Bahkan kolektor untuk smelter swasta ada yang membayar di atas Rp 200.000 kepada para penambang.
Sehingga banyak warga Bangka Belitung yang beralih sebagai penambang TI. Harga yang ditawarkan kolektor tersebut naik hingga dua kali lipat dari biasanya.
Di sisi lain kenaikan harga jual timah juga memicu terjadinya lonjakan permintaan bahan bakar minyak (BBM).
Selama 2021, kuota premiun untuk Belitung dan Belitung Timur masing-masing sebanyak 33.007 kiloliter dan 19.993 kiloliter. Kabupaten Bangka 36.769 kiloliter, Bangka Selatan 19.983 kiloliter, Bangka Tengah 23.513 kiloliter, Bangka Barat 27.068 kiloliter, dan Kota Pangkalpinang 12.772 kiloliter.
"Kami melihat ini sebagai salah satu instrumen penggerak ekonomi rakyat di tengah pandemi Covid-19. Tapi juga kami sampaikan pada Gubernur agar meminta Pertamina untuk menambah stok BBM mereka," kata Wakil Bupati Belitung Isyak Meirobie saat dikonfirmasi Kompas.com, Jumat (29/10/2021).

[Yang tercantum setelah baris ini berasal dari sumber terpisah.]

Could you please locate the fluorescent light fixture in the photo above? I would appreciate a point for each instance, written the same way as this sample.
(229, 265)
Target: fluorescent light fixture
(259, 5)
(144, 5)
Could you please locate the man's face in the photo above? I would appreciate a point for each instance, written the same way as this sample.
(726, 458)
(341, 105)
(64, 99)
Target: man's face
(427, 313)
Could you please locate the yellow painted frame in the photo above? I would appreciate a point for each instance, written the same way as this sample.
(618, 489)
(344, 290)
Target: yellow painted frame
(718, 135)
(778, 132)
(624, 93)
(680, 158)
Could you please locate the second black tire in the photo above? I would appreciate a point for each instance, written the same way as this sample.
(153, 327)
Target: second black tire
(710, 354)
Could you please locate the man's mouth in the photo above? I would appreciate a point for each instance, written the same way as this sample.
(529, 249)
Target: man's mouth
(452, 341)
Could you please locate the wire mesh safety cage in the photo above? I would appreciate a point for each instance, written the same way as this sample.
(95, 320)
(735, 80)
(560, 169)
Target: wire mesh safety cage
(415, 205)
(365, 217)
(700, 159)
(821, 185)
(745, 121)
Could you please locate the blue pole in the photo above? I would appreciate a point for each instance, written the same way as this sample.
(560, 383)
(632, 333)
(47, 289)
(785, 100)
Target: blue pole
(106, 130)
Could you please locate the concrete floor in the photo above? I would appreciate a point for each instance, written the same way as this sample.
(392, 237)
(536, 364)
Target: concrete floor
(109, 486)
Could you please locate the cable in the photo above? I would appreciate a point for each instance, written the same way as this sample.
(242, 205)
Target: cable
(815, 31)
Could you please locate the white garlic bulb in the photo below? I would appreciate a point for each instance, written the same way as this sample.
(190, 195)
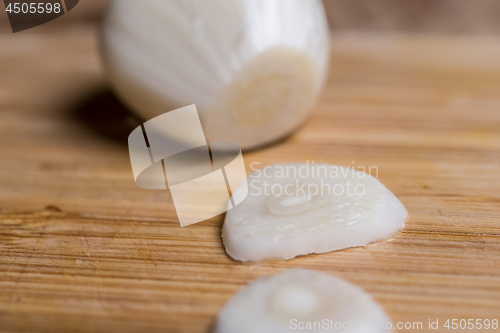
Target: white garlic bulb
(301, 300)
(297, 209)
(252, 67)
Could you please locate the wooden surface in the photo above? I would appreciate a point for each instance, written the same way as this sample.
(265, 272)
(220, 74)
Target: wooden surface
(83, 249)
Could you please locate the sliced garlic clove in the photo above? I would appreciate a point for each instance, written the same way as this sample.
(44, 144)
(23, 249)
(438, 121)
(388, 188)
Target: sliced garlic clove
(295, 300)
(253, 68)
(297, 209)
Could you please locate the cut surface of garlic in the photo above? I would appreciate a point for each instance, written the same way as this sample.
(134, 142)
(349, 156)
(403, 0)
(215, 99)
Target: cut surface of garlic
(252, 67)
(297, 209)
(301, 300)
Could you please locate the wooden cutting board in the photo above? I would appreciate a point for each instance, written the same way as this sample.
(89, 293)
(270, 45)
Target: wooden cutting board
(82, 248)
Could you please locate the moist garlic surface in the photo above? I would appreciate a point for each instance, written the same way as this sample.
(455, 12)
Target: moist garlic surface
(296, 209)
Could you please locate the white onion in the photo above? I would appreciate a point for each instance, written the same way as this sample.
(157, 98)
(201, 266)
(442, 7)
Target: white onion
(321, 208)
(252, 67)
(302, 301)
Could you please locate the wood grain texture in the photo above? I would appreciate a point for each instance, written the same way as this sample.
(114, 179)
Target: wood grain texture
(82, 249)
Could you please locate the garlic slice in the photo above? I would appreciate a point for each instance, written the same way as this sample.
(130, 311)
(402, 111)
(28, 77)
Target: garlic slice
(252, 67)
(297, 209)
(301, 300)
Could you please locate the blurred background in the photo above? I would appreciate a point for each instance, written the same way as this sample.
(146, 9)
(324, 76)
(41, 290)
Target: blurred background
(436, 16)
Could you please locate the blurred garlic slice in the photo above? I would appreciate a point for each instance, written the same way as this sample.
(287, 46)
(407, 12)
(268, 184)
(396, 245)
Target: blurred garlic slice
(252, 67)
(297, 209)
(302, 301)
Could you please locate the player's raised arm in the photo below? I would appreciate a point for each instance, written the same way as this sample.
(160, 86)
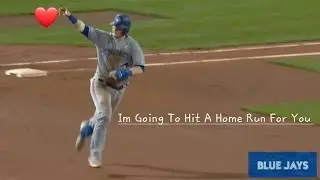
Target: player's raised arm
(91, 33)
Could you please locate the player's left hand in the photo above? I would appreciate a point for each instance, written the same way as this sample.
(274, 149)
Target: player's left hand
(122, 74)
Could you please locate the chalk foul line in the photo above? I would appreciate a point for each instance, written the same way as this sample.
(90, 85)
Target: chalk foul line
(206, 61)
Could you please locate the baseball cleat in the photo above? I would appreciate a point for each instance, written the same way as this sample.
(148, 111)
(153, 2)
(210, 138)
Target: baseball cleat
(85, 131)
(94, 163)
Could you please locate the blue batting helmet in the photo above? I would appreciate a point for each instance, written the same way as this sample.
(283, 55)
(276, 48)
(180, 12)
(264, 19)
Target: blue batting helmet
(122, 22)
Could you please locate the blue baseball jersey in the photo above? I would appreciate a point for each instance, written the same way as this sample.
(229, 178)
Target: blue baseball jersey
(127, 51)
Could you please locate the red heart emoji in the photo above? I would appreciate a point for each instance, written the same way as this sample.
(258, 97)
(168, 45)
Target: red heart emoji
(46, 18)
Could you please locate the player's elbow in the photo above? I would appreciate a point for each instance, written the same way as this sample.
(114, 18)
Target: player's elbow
(142, 68)
(137, 70)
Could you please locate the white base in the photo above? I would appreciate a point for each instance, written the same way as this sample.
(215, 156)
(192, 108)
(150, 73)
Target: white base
(26, 72)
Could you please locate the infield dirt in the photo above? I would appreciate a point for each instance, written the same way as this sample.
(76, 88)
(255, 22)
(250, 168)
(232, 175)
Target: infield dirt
(40, 117)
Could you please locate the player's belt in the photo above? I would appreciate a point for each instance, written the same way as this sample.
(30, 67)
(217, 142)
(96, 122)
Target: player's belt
(120, 87)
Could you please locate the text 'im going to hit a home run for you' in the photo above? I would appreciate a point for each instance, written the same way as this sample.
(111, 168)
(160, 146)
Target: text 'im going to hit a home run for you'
(207, 119)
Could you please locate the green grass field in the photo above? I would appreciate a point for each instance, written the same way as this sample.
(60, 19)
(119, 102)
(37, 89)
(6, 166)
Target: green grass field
(306, 111)
(193, 23)
(303, 108)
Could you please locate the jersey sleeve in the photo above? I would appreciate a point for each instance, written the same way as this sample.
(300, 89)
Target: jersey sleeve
(97, 36)
(137, 54)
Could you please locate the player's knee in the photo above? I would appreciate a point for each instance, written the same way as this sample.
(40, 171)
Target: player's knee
(104, 116)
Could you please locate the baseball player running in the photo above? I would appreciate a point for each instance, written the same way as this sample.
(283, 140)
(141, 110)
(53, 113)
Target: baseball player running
(119, 58)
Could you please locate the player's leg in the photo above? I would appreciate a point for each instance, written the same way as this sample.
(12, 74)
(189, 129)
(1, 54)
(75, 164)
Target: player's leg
(86, 128)
(99, 123)
(116, 100)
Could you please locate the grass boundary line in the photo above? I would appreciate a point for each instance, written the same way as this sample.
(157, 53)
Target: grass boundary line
(279, 63)
(152, 15)
(194, 61)
(194, 52)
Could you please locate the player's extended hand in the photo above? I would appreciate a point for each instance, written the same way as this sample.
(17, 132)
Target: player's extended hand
(122, 74)
(64, 11)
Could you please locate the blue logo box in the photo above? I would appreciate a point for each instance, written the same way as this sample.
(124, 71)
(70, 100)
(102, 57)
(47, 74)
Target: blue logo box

Baca juga: Erick Thohir Ingin Hadirkan10.000 Pertashop Dalam Tiga Tahun ke Depan
Isyak menuturkan, kenaikan harga timah membuat warga berbondong-bondong menambang.
Selain disebabkan harga yang menggiurkan, aktivitas tambang dilakoni warga karena banyak lapangan pekerjaan lain yang terhenti karena pandemi.
Kepulauan Bangka Belitung merupakan potret daerah tambang dengan komoditas utama timah batangan.
Sedianya, provinsi hasil pemekaran dari Sumatera Selatan yang baru berusia 21 tahun itu telah mencanangkan pariwisata sebagai alternatif perekonomian setelah tambang.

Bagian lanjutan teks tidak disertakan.